I should
have known better than to go out when the moon was up and bright. But alas, I went out anyway. I had the bug. I tried a few objects, but all were too dim
to see behind the bright white light of the moon. I imaged M101, but it came out rather dim and
the background light was terrible. I
also imaged M81, but those came out terrible too. I tried for a few others, but couldn’t really
find them. I also tried for the Blinking
Planetary Nebula, which was quite bright, but too bright, actually, to see any
of its detail.
Blinking Planetary Nebula, Nikon D3100 on my C11 without the focal reducer
14x30s, ISO-3200, no flat
It was so
bright, in fact, that the image above was exactly how it came out of DSS –
usually, those are too dark to see the actual object (that’s why the background
is so dark). I didn’t look at this one
visually – I should have.

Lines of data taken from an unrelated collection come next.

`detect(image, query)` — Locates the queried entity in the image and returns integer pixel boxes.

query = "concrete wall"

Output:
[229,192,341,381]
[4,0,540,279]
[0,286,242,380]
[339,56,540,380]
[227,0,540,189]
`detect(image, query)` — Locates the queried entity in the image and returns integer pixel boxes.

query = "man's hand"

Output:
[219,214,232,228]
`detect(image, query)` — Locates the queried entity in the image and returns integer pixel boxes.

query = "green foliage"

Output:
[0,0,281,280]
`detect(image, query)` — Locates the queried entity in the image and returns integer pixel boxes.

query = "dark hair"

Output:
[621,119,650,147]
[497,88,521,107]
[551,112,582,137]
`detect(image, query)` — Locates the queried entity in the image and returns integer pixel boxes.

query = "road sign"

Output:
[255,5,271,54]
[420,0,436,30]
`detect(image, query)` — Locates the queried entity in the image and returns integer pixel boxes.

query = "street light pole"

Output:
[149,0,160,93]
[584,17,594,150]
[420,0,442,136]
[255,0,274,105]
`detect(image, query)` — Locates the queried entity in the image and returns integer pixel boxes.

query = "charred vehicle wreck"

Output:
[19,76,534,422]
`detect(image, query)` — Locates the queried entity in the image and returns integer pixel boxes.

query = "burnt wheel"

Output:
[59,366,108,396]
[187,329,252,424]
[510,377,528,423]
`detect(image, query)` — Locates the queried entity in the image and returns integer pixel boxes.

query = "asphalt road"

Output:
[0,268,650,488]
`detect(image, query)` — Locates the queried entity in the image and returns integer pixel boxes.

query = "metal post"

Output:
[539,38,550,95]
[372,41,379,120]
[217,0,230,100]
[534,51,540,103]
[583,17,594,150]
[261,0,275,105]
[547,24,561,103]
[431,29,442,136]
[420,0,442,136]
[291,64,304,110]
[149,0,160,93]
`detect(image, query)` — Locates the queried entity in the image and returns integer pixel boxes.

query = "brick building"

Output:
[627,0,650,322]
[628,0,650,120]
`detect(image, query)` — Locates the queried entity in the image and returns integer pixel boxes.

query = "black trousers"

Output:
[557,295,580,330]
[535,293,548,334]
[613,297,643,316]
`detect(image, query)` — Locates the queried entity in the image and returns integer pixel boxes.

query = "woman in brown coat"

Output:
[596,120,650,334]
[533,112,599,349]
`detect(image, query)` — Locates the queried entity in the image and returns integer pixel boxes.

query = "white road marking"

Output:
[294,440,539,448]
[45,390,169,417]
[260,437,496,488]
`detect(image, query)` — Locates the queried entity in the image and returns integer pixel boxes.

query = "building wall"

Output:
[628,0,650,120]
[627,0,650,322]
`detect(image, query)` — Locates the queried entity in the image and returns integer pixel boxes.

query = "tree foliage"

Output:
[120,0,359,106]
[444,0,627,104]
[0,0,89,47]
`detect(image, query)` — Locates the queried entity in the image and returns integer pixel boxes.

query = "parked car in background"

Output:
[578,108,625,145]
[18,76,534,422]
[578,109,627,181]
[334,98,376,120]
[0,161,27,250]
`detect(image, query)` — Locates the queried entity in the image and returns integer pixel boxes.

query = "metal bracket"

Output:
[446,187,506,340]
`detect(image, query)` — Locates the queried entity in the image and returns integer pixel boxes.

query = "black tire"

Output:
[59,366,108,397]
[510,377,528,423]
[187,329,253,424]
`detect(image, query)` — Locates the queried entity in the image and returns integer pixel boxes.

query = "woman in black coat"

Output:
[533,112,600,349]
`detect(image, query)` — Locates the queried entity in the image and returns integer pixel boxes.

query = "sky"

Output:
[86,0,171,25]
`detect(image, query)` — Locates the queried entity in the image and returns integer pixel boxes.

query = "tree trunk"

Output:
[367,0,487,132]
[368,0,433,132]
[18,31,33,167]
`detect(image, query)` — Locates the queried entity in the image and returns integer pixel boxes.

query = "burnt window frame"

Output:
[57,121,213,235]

Next time.
I also
tried to image some planets as a consolation prize (I was able to stay out late
because it was a Friday night, and I stayed out till like 2 AM), but the C11 is
terrible at planets, its aperture is too big.
Maybe I should get like an off-axis small aperture for it to decrease
the amount of area for badly-bent light rays to enter, to put it in layman’s
terms. I couldn’t even really get them
to focus in the eyepiece (the seeing was also probably bad).